Montag, 1. Juni 2020

Bislang kaum Preiseinbußen So robust geht der Immobilien-Markt durch die Corona-Krise

Wohnungen in Frankfurt: Bundesweit halten sich die Wohnungspreise und -mieten in der Corona-Krise bislang recht stabil.
Arne Dedert/dpa
Wohnungen in Frankfurt: Bundesweit halten sich die Wohnungspreise und -mieten in der Corona-Krise bislang recht stabil.

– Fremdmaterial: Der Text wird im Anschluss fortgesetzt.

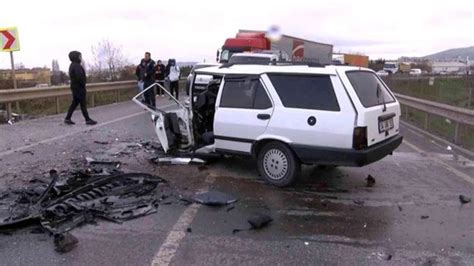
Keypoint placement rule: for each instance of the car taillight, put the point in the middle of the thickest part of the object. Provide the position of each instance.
(359, 139)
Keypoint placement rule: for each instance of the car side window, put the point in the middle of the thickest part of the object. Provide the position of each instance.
(261, 100)
(246, 93)
(305, 91)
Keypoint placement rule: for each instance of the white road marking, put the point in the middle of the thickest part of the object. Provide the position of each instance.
(170, 246)
(448, 167)
(74, 132)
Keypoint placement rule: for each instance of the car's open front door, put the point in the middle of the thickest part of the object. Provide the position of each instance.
(171, 121)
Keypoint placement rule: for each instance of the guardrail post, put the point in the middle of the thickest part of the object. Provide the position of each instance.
(427, 121)
(92, 99)
(57, 105)
(9, 111)
(456, 133)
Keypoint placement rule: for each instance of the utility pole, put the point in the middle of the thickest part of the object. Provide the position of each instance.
(17, 104)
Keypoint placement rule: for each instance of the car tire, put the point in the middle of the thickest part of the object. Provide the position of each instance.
(277, 164)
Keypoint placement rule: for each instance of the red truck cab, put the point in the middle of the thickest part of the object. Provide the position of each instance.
(243, 42)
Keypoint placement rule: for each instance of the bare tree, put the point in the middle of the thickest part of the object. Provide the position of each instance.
(108, 61)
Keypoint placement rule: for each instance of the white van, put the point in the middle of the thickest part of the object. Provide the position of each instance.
(285, 116)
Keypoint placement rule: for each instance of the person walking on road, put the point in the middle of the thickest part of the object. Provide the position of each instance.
(147, 75)
(160, 76)
(173, 73)
(77, 75)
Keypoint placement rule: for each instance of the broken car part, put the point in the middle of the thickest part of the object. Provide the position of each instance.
(214, 198)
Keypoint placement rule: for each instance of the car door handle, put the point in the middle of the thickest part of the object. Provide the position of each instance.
(263, 116)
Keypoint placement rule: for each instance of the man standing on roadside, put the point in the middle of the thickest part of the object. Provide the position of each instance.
(160, 76)
(77, 75)
(148, 68)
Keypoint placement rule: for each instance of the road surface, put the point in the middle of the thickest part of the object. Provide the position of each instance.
(316, 222)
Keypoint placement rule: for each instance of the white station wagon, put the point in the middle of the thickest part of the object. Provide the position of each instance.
(285, 116)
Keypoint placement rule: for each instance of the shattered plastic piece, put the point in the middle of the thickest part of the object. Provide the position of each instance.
(463, 199)
(370, 181)
(259, 221)
(65, 242)
(214, 198)
(178, 160)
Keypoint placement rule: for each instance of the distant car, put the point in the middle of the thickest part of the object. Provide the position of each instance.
(415, 72)
(382, 73)
(202, 80)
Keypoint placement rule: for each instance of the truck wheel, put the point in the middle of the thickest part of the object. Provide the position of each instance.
(277, 164)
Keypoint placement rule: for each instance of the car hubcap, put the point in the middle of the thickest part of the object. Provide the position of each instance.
(275, 164)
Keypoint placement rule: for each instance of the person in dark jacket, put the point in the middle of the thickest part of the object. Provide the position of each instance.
(160, 76)
(78, 88)
(147, 75)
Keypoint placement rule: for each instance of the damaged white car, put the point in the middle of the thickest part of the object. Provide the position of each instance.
(284, 116)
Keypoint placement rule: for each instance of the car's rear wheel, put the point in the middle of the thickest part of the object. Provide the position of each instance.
(277, 164)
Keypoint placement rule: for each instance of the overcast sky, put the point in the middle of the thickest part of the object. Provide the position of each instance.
(194, 30)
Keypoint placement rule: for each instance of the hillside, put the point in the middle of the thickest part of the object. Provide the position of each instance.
(452, 54)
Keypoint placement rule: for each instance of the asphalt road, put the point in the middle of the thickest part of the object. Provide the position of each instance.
(315, 222)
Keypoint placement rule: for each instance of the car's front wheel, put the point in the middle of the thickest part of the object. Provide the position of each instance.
(277, 164)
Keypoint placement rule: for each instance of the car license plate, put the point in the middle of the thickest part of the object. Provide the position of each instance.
(385, 125)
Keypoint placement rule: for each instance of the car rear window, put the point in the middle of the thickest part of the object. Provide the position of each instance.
(370, 90)
(305, 91)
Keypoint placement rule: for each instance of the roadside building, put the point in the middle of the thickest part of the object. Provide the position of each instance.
(449, 67)
(35, 76)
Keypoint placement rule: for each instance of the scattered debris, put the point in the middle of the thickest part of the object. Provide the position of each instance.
(257, 221)
(101, 142)
(214, 198)
(80, 198)
(370, 181)
(177, 160)
(463, 199)
(202, 168)
(65, 242)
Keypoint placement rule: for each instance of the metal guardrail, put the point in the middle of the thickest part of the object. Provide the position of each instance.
(456, 114)
(16, 95)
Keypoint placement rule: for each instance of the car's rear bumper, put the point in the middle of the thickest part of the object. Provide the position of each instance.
(346, 157)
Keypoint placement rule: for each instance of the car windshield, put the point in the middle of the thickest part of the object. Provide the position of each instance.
(249, 60)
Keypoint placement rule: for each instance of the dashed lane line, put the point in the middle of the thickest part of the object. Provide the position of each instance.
(170, 246)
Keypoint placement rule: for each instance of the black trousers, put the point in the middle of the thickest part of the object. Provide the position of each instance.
(150, 96)
(160, 91)
(174, 89)
(75, 102)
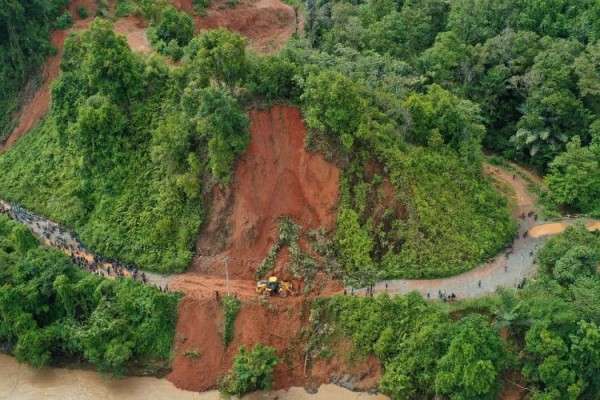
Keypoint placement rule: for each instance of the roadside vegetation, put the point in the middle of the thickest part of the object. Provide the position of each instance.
(252, 370)
(549, 332)
(52, 313)
(127, 147)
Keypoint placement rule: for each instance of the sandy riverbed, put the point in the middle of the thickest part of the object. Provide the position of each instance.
(21, 382)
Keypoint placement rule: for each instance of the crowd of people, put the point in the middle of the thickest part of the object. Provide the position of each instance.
(53, 235)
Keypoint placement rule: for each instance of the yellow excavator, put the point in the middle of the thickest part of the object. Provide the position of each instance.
(273, 287)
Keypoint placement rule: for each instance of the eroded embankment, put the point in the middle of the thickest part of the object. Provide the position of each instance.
(36, 107)
(276, 177)
(267, 24)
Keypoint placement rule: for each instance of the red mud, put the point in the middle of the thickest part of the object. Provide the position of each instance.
(134, 30)
(275, 177)
(278, 324)
(35, 109)
(267, 24)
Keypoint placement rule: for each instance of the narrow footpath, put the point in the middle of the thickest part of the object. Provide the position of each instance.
(508, 269)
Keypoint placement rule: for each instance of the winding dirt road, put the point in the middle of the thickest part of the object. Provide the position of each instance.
(508, 269)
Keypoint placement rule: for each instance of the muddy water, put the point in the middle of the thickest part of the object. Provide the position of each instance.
(21, 382)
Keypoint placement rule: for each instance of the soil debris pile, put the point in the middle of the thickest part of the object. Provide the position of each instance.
(276, 177)
(268, 24)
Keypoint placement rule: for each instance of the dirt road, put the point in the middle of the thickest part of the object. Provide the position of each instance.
(508, 269)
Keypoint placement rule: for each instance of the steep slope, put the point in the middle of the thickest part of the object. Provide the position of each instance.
(267, 24)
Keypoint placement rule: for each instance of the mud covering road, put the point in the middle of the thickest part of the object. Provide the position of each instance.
(21, 382)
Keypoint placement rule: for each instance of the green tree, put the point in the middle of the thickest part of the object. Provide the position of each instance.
(439, 114)
(335, 104)
(109, 66)
(355, 247)
(474, 362)
(574, 177)
(474, 21)
(222, 122)
(175, 25)
(218, 55)
(252, 370)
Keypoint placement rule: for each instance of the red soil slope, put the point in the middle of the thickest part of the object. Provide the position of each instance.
(276, 177)
(35, 109)
(134, 30)
(268, 24)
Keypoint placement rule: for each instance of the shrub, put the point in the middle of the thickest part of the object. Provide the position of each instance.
(74, 315)
(82, 12)
(64, 21)
(252, 370)
(231, 308)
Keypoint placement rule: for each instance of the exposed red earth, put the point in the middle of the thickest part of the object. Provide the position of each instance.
(37, 106)
(275, 177)
(267, 24)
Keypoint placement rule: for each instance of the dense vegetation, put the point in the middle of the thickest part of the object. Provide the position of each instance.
(52, 312)
(125, 153)
(552, 332)
(127, 146)
(231, 307)
(24, 45)
(252, 370)
(531, 66)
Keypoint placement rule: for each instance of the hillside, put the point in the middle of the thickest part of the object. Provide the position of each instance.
(442, 155)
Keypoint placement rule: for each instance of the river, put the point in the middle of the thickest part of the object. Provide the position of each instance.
(21, 382)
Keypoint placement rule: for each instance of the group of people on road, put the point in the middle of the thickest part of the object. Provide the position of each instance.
(53, 235)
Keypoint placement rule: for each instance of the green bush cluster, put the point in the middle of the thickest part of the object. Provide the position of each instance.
(122, 156)
(252, 370)
(424, 353)
(531, 67)
(171, 32)
(51, 312)
(551, 332)
(231, 308)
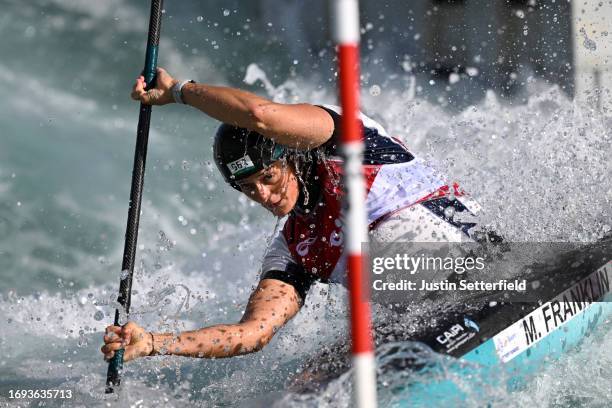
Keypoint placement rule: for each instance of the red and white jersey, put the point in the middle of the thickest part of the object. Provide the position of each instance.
(311, 240)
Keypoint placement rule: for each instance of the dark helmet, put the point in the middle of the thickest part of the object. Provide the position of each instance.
(240, 153)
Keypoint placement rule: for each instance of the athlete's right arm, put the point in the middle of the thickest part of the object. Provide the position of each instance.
(270, 306)
(301, 126)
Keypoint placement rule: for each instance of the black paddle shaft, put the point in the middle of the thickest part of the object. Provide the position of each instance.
(113, 377)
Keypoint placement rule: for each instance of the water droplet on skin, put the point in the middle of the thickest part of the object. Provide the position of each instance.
(449, 212)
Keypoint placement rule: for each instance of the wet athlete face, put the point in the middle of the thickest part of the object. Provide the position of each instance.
(275, 188)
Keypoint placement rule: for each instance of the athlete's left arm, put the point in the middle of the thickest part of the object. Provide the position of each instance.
(270, 307)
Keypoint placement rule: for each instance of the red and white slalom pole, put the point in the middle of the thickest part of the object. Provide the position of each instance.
(346, 35)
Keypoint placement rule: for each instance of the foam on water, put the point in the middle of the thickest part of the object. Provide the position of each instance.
(540, 169)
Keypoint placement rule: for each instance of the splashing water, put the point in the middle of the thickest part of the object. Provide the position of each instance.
(539, 168)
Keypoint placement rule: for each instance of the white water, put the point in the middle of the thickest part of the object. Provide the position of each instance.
(540, 169)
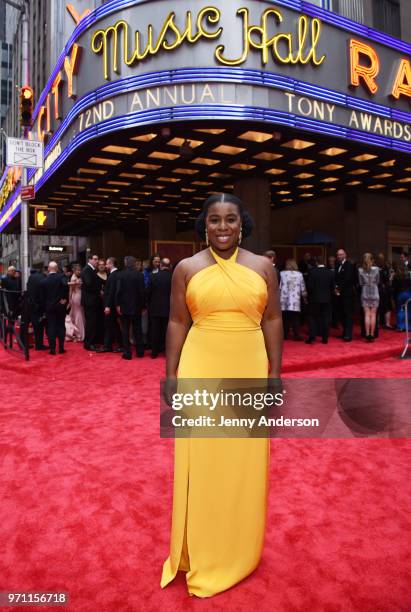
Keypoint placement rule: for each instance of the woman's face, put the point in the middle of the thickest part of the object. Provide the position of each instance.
(223, 224)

Wie wirkt sich die Corona-Krise eigentlich auf die Preise und Mieten deutscher Wohnimmobilien aus? Daten dazu gab es bislang vor allem aus Zeiträumen, in denen die Corona-Krise und der damit verbundene Lockdown ihre volle Wirkung noch nicht entfaltet hatten, also etwa aus dem ersten Quartal 2020 oder dem Monat März. Diese Daten ließen lediglich geringe Auswirkungen der Krise auf die Marktentwicklung erkennen.

In diese Richtung deuten auch Preis- und Mietdaten aus dem April, die jetzt vorliegen - dem ersten Monat also, in dem die Krise durchgehend präsent war. Damit scheint sich zu bestätigen, was Experten bereits seit einiger Zeit prognostizieren: Immobilienmärkte reagieren auf externe Schocks wie den Shutdown deutlich weniger hektisch als beispielsweise die Aktienbörse. Die Auswirkungen zeigen sich vielmehr erst mit einiger Verzögerung und auch - so sieht es derzeit aus - wesentlich weniger heftig.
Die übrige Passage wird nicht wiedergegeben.